Finance minister Pranab Mukherjee said the government was monitoring the situation closely. "The government is working with RBI to take appropriate steps to reduce inflation to a comfortable level," Mukherjee said reacting to the high wholesale price inflation, reported for June.
He also said the high WPI inflation was partly due to increase in administered fuel prices, seasonal effects, an upward movement in mineral and manufactured prices and in part reflecting imported inflation. Imported inflation is attributed partly on account of large capital inflows and partly due to high global commodity prices.
Fuel and power segment in the monthly inflation index stood at 12.85 per cent year-on-year in June, up from 12.32 per cent last month.
The government had hiked diesel, kerosene and LPG prices in May and most economists believe the full impact of the hike will be felt only by July.
Manufactured product inflation was slightly up at 7.43 per cent in June 2011 compared with 7.27 per cent the previous month, and 5.62 per cent in June last year.
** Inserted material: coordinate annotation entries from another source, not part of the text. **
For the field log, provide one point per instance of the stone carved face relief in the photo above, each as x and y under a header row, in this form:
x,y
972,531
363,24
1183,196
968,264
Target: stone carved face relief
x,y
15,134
The rise was led primarily due to high input cost of raw materials like metals, cotton, food products, edible oil and textiles.
Deloite Haskins and Sells director Anis Chakravarty said, “Inflation since January has consistently remained over nine per cent despite persistent rate hikes by RBI. There is a fear that inflation may become systemic."
Religare Capital Markets chief economist and director Jay Shanker said, "Acceleration in headline index is mainly due to recent fuel price hike and high input prices of commodities for the manufacturing sector." The June figure of 9.44 per cent may scale over 10 per cent post-revision and is expected to peak at 10 to 10.5 per cent by August and September, he added.
Forecast of a normal monsoon this year, however, appeared to moderate inflationary pressures. “If monsoon distribution remains satisfactory, it should augur well for easing inflation and improving the demand scenario,” said YES bank vice-president and chief economist Shubhada Rao.